Wenn ich die Namen im Frühlingsprogramm lese, fühlt es sich an, als wäre der rote Faden aus dem Jahr 2001 endlich wieder an die Oberfläche gekommen. Es ist derselbe Mut, dieselbe Lust, Hoch und Tief, Digitales und Organisches zu mischen. Bladee und The Wannadies im selben Saisonprogramm mögen vielleicht verrückt klingen, wenn man nur auf die Genres schaut, aber für die Orionteatern ist es die logischste Entwicklung. Es ist, als flüstere das Haus selbst: "Komm schon, das haben wir schon mal gemacht. Wir haben nur die Sprache gewechselt."

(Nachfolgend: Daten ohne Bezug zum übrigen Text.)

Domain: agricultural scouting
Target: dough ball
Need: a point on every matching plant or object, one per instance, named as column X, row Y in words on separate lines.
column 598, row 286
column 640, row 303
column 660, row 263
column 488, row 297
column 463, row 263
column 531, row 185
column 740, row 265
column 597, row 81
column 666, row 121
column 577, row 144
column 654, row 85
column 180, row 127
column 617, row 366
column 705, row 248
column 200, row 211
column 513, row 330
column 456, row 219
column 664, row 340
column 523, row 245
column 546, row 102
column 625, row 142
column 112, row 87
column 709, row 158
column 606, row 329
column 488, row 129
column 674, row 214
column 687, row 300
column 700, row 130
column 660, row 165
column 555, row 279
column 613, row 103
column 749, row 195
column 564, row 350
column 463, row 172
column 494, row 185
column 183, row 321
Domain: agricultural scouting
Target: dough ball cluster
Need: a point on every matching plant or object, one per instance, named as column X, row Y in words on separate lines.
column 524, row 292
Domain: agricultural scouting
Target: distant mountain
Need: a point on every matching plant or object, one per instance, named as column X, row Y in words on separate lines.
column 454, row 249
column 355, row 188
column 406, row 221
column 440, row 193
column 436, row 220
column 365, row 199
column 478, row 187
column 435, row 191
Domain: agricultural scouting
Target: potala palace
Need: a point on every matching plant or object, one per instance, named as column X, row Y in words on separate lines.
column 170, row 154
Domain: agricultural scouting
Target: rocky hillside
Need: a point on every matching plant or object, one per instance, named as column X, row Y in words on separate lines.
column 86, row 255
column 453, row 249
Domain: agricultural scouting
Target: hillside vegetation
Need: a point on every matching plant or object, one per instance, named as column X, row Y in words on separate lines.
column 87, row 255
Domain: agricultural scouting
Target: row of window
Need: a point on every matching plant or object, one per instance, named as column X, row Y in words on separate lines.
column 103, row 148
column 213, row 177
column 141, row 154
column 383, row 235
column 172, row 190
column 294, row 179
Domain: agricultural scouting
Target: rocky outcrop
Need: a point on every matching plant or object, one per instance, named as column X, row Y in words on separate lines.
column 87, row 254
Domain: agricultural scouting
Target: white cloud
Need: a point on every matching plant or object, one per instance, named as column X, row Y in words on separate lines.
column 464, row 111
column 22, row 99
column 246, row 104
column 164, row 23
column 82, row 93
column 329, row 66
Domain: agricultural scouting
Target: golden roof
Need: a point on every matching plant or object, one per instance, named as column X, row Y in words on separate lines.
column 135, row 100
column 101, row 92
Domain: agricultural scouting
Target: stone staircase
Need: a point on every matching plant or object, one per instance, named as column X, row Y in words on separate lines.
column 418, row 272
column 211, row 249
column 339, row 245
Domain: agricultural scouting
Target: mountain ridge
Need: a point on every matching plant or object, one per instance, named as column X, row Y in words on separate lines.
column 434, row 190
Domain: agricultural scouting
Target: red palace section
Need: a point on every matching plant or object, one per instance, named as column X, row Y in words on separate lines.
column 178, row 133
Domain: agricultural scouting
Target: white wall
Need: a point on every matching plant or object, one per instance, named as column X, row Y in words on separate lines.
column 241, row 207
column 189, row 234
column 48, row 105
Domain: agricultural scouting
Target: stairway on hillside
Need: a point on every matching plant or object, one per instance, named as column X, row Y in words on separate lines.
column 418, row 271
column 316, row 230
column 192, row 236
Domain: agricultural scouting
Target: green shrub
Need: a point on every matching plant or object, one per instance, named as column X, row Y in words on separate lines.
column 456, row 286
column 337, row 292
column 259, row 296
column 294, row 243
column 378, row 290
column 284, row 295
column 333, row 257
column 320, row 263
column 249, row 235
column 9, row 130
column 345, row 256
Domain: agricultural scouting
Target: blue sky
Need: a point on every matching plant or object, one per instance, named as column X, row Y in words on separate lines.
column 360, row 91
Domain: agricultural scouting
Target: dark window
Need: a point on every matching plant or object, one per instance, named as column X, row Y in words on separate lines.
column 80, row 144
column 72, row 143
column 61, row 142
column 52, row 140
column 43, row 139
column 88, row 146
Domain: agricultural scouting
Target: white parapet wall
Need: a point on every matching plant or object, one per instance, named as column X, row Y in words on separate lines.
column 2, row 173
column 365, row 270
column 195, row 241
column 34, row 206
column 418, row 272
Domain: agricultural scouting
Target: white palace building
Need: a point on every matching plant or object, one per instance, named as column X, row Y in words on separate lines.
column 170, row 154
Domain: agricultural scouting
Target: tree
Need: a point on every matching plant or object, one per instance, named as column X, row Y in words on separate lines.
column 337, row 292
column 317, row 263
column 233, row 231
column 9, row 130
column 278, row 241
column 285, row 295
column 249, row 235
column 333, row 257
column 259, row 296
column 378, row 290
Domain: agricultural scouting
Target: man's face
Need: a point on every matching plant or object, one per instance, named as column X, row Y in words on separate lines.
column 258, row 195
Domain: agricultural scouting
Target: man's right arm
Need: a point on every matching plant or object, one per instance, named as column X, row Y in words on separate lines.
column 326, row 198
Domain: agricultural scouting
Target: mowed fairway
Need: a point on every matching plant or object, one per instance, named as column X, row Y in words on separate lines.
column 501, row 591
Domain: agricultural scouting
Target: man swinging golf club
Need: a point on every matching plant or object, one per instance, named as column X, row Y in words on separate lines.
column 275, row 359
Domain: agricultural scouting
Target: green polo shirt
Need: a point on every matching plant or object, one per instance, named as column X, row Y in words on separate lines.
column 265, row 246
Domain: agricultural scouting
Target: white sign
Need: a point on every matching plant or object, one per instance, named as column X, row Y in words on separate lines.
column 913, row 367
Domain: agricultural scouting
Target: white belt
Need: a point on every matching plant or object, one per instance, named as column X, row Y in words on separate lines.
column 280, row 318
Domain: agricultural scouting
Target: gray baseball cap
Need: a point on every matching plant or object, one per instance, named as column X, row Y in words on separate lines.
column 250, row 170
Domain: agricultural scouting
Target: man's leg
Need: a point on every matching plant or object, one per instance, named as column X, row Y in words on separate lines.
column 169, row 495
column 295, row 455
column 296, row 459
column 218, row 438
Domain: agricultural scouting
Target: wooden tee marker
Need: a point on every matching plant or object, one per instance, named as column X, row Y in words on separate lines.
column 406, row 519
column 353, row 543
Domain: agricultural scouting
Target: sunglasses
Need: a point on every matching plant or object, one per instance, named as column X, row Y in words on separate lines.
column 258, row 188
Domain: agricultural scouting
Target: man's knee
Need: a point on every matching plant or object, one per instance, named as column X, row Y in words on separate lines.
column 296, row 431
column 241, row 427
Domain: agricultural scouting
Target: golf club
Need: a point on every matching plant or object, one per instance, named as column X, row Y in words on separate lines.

Die Tickets? Nun, das sei dahingestellt. Bereits im März flüsterte man sich in den Korridoren zu, dass Bladee ausgerechnet hier landen würde, und das Gerücht verbreitete sich wie ein Lauffeuer. Aber keine Sorge. Wenn du diesen Act verpasst, gibt es immer noch reichlich Gelegenheiten, die Magie zu erleben. Denn es geht nicht darum, ein bestimmtes Datum zu erwischen. Es geht darum, durch die Türen der Orionteatern zu treten und sich überraschen zu lassen. Der Frühling 2026 verspricht eine Saison zu werden, in der sich die Geschichte nicht nur wiederholt, sondern remixt wird. Und genau so möchte ich meine Kultur haben.